Chair: Georgios Aivaliotis, University of Leeds, United Kingdom
Investment Stochastic Optimal Energy Planning
Thuener Silva (firstname.lastname@example.org), Marcus Poggi (email@example.com), Bruno Flach (firstname.lastname@example.org)
This paper presents a new approach to solve the mid- and long-term stochastic reliability planning for power systems accounting for multiple dispatch scenarios and the simultaneous failure of grid elements. The problem is formulated so as to minimize the sum of investment and expected operational costs and incorporates the decision-dependent nature of the probability distribution of random failure events. The proposed solution scheme uses generation of cutting planes as a linearization technique and importance sampling to allow for the solution of large instances of the problem.

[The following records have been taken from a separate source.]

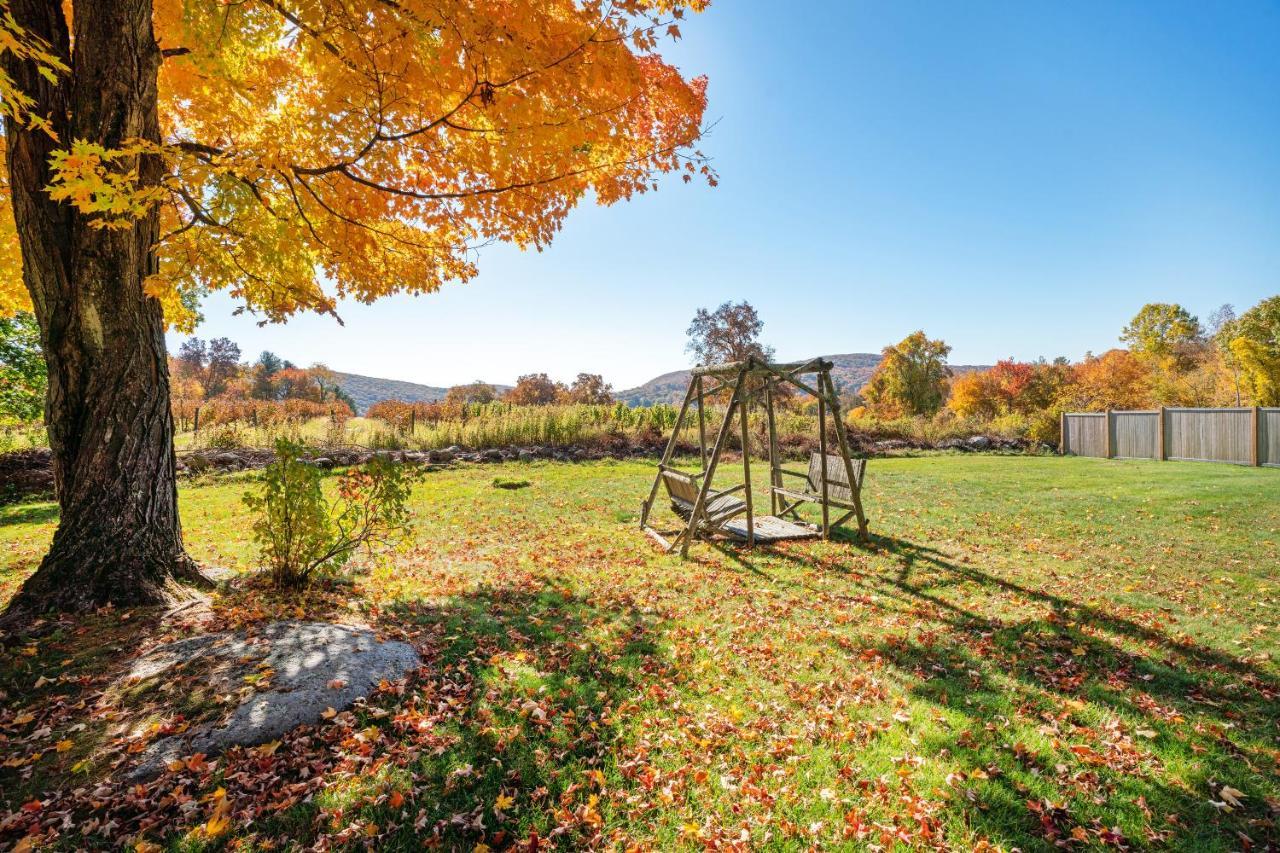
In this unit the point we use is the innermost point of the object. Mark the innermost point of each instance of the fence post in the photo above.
(1253, 455)
(1160, 437)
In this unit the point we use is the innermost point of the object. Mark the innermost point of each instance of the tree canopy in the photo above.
(728, 333)
(912, 377)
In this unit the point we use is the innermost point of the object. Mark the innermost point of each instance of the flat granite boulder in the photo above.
(314, 666)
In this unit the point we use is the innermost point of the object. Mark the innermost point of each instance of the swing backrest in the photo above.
(837, 478)
(681, 487)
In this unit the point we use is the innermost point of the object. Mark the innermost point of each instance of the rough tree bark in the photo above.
(110, 429)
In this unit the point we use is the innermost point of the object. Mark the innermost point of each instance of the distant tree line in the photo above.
(213, 370)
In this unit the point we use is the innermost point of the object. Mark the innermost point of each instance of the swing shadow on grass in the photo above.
(1075, 720)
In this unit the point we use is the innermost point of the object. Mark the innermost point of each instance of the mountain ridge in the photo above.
(850, 370)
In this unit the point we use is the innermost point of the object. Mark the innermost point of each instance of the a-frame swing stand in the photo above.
(832, 480)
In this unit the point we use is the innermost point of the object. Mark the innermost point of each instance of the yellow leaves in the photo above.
(219, 817)
(104, 182)
(1232, 796)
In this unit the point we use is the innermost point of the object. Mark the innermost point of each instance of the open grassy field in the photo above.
(1032, 652)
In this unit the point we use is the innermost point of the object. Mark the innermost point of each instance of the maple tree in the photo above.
(295, 153)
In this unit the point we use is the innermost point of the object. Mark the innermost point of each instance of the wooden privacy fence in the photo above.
(1237, 436)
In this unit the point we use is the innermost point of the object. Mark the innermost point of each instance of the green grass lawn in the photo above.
(1032, 652)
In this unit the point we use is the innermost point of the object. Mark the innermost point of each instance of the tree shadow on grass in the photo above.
(1080, 719)
(508, 734)
(40, 512)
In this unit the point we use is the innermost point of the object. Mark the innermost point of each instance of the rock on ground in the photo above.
(315, 665)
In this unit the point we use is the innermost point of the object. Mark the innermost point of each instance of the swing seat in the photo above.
(840, 492)
(718, 509)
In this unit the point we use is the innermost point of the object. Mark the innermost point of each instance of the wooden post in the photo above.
(666, 456)
(702, 423)
(1161, 454)
(842, 441)
(822, 450)
(775, 463)
(746, 470)
(686, 537)
(1253, 455)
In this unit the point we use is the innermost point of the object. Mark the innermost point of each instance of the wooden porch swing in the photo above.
(833, 482)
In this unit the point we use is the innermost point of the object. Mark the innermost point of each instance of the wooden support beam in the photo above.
(855, 487)
(822, 448)
(666, 457)
(702, 423)
(695, 516)
(743, 410)
(775, 463)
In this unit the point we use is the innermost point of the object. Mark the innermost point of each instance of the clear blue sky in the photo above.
(1016, 178)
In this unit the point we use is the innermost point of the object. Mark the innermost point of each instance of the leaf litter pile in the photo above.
(1032, 653)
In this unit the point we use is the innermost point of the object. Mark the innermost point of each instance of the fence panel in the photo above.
(1084, 433)
(1134, 434)
(1269, 437)
(1210, 434)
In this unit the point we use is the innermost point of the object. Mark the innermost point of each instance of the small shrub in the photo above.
(300, 533)
(1045, 427)
(502, 483)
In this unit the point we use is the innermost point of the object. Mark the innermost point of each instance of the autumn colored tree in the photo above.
(728, 333)
(910, 379)
(1256, 346)
(1115, 379)
(213, 364)
(534, 389)
(295, 154)
(1161, 329)
(476, 392)
(589, 388)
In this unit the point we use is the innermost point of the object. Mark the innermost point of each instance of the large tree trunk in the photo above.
(108, 411)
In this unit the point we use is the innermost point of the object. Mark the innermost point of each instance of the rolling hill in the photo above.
(369, 389)
(851, 370)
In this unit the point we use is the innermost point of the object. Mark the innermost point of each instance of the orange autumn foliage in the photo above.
(318, 150)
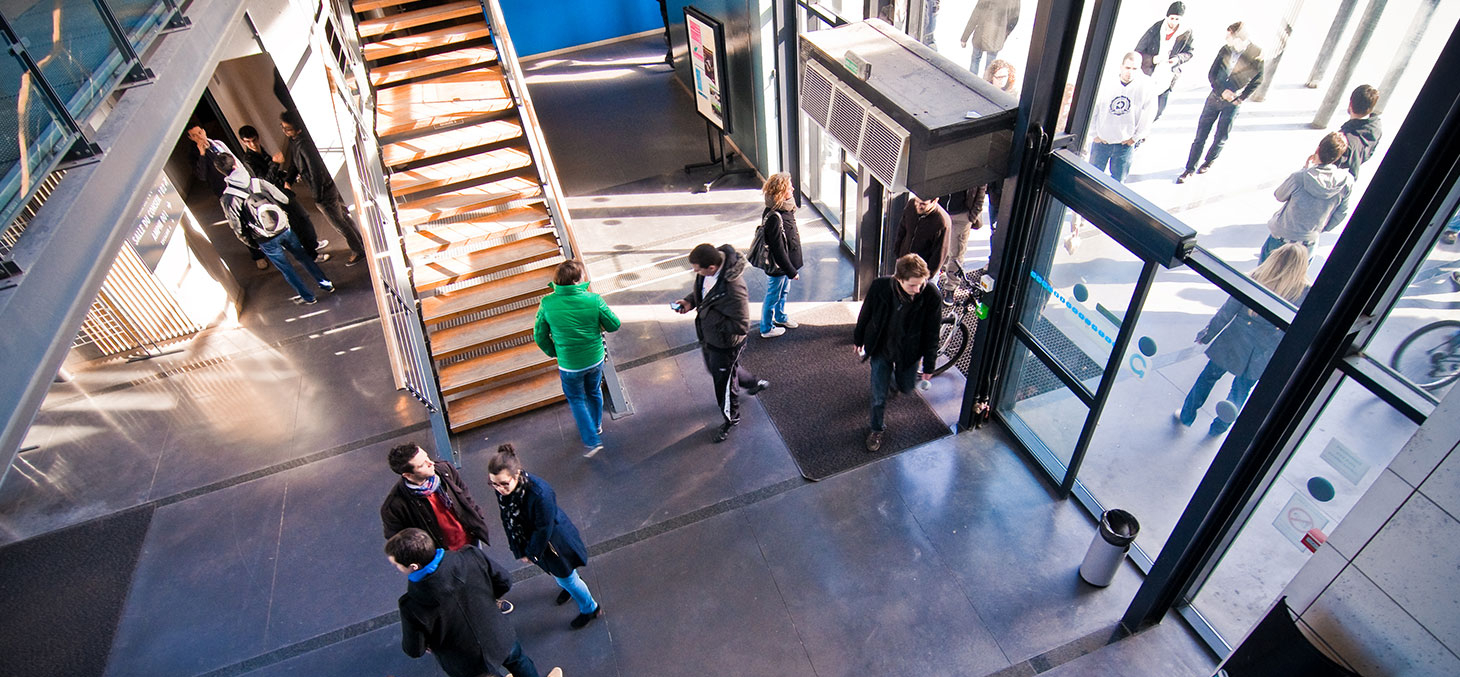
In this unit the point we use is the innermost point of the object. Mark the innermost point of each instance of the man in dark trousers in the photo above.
(923, 231)
(895, 329)
(1235, 73)
(302, 162)
(721, 321)
(450, 609)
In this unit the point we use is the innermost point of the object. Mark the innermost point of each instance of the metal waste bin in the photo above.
(1117, 530)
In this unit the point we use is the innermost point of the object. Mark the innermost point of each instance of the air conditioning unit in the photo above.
(914, 118)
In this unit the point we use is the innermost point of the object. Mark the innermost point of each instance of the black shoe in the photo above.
(584, 619)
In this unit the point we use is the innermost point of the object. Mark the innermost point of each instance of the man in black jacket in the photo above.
(895, 329)
(721, 323)
(450, 609)
(1235, 73)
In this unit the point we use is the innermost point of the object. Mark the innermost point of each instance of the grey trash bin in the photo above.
(1117, 530)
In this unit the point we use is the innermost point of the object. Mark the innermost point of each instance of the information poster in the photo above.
(707, 63)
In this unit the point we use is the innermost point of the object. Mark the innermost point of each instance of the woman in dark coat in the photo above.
(1241, 342)
(540, 533)
(783, 241)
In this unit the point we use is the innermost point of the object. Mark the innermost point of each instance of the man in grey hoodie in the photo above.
(1316, 199)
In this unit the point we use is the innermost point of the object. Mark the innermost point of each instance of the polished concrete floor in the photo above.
(262, 454)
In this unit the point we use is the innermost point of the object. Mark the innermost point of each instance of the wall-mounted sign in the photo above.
(707, 63)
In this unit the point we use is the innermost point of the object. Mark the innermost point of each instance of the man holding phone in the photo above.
(721, 323)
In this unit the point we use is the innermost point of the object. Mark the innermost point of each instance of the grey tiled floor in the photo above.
(708, 559)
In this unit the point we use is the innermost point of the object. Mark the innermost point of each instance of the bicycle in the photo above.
(961, 296)
(1430, 356)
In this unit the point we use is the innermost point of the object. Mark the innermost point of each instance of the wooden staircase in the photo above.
(469, 200)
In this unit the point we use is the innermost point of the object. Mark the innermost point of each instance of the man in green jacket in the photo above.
(571, 321)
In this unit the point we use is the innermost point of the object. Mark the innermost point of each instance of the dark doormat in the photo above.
(819, 396)
(63, 596)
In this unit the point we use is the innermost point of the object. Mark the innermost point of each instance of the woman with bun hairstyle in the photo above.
(539, 531)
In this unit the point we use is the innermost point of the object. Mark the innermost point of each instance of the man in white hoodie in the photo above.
(1316, 199)
(1123, 115)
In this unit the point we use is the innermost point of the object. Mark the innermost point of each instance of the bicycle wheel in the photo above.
(1430, 358)
(952, 342)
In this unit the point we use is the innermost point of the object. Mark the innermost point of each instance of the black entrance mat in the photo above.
(63, 594)
(819, 396)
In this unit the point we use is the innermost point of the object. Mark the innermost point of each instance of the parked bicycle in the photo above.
(1430, 356)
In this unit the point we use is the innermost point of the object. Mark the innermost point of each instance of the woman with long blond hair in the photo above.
(1241, 342)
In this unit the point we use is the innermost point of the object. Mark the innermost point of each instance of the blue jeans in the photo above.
(580, 593)
(774, 308)
(584, 390)
(275, 247)
(519, 664)
(1213, 113)
(884, 375)
(1241, 387)
(1116, 155)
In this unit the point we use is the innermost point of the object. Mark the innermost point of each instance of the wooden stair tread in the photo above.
(415, 213)
(383, 25)
(486, 295)
(432, 64)
(507, 400)
(446, 235)
(453, 140)
(441, 37)
(460, 171)
(491, 366)
(454, 340)
(431, 275)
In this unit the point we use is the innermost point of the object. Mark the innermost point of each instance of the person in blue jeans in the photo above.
(783, 242)
(570, 327)
(540, 533)
(1241, 342)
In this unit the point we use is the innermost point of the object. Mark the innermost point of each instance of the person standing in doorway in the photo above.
(721, 321)
(1235, 73)
(1164, 48)
(570, 327)
(783, 242)
(895, 329)
(540, 533)
(302, 162)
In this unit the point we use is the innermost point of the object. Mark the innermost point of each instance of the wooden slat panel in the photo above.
(443, 272)
(415, 213)
(486, 295)
(441, 37)
(508, 400)
(381, 76)
(418, 18)
(456, 340)
(453, 140)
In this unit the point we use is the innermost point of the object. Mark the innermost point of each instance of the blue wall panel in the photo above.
(546, 25)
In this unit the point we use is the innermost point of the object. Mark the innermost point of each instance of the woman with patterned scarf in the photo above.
(539, 531)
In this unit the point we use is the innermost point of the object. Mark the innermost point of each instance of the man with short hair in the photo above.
(302, 162)
(1316, 199)
(450, 609)
(1361, 130)
(1235, 73)
(895, 329)
(721, 321)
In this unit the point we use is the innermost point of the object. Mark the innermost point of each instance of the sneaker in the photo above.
(584, 619)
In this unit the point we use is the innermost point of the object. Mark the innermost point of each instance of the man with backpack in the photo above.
(256, 204)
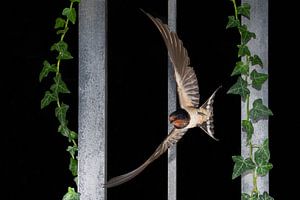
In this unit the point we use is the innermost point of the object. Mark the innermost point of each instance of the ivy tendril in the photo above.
(59, 87)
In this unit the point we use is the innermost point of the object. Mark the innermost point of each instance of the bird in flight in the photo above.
(189, 115)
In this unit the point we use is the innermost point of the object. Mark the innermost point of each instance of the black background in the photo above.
(35, 161)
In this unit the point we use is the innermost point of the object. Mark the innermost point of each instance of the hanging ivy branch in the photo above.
(258, 162)
(59, 87)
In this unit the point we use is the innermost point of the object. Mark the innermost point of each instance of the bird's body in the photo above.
(190, 115)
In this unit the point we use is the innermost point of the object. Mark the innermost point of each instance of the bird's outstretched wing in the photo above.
(187, 84)
(174, 136)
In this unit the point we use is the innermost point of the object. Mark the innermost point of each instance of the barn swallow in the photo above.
(189, 115)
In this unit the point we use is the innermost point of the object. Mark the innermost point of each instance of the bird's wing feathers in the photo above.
(187, 84)
(172, 138)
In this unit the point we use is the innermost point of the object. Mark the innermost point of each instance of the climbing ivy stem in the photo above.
(235, 9)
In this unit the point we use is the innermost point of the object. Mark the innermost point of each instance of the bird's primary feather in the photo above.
(187, 84)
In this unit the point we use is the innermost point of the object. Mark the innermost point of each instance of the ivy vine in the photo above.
(59, 87)
(258, 162)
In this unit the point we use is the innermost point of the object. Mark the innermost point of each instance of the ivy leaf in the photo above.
(259, 110)
(258, 79)
(62, 31)
(73, 135)
(246, 35)
(248, 128)
(47, 99)
(262, 155)
(241, 165)
(255, 60)
(61, 112)
(70, 13)
(244, 10)
(263, 169)
(59, 85)
(243, 50)
(76, 180)
(240, 87)
(254, 196)
(265, 196)
(46, 69)
(71, 195)
(72, 150)
(59, 23)
(245, 196)
(240, 68)
(73, 166)
(232, 22)
(63, 129)
(60, 46)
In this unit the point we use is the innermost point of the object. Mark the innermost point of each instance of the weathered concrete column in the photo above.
(258, 24)
(172, 164)
(92, 99)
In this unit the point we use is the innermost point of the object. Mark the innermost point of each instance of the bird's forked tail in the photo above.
(207, 110)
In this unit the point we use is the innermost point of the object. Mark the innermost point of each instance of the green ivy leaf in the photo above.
(258, 79)
(61, 112)
(243, 50)
(259, 110)
(66, 55)
(59, 23)
(63, 129)
(73, 135)
(240, 68)
(263, 169)
(265, 196)
(72, 150)
(262, 155)
(73, 166)
(60, 46)
(76, 180)
(245, 196)
(71, 195)
(254, 196)
(255, 60)
(62, 31)
(47, 99)
(232, 22)
(246, 35)
(46, 69)
(59, 85)
(248, 128)
(70, 13)
(244, 10)
(241, 166)
(240, 87)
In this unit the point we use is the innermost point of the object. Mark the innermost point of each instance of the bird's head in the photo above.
(180, 118)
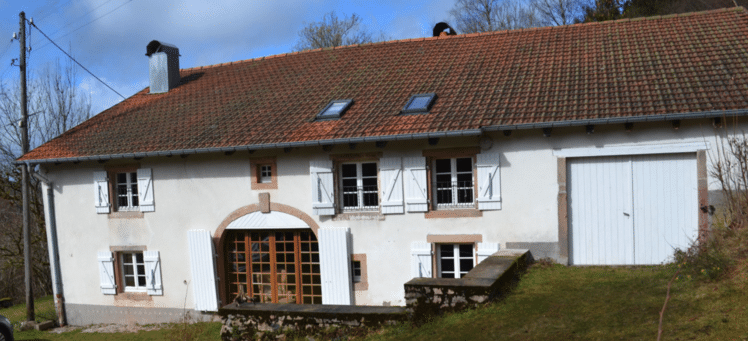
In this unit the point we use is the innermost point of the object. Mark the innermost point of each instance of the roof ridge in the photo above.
(471, 35)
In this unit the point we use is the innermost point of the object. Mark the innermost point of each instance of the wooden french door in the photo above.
(274, 266)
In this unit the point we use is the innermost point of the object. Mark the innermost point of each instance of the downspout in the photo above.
(54, 254)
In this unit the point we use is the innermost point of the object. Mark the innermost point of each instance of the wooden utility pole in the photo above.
(25, 171)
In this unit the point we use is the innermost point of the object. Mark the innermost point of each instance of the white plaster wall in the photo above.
(199, 192)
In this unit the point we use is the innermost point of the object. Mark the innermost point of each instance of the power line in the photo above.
(78, 18)
(79, 64)
(51, 12)
(6, 49)
(86, 24)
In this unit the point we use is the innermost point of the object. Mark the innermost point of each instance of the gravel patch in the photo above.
(110, 328)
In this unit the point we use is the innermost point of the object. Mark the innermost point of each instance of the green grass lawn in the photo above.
(550, 303)
(597, 303)
(45, 310)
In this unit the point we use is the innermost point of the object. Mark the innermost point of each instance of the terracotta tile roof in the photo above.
(626, 69)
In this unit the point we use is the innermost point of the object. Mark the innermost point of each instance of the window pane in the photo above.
(466, 265)
(349, 170)
(465, 179)
(464, 164)
(443, 166)
(443, 181)
(371, 199)
(333, 110)
(447, 250)
(349, 185)
(444, 196)
(369, 169)
(419, 103)
(370, 184)
(466, 250)
(465, 195)
(350, 200)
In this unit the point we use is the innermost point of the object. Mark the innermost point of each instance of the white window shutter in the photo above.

Keywords: Endogenous uncertainty, stochastic programming, energy Planning
Modeling multi-stage decision optimization problems
Ronald Hochreiter (email@example.com)
Multi-stage optimization under uncertainty is a valuable methodology for modeling long-term management problems. Although many optimization modeling language extensions as well as computational environments to handle multi-stage problems have been proposed, the acceptance of this technique is generally low, due to the inherent complexity. In this paper a simplification to annotate multi-stage stochastic programs is proposed - contrary to the common approach to create an extension on top of an existing optimization modeling language.
Keywords: Optimization under Uncertainty, Stochastic Programming, Modeling Languages
Investment strategies and compensation of a mean–variance optimizing fund manager
Georgios Aivaliotis (G.Aivaliotis@leeds.ac.uk), Jan Palczewski (J.Palczweski@leeds.ac.uk)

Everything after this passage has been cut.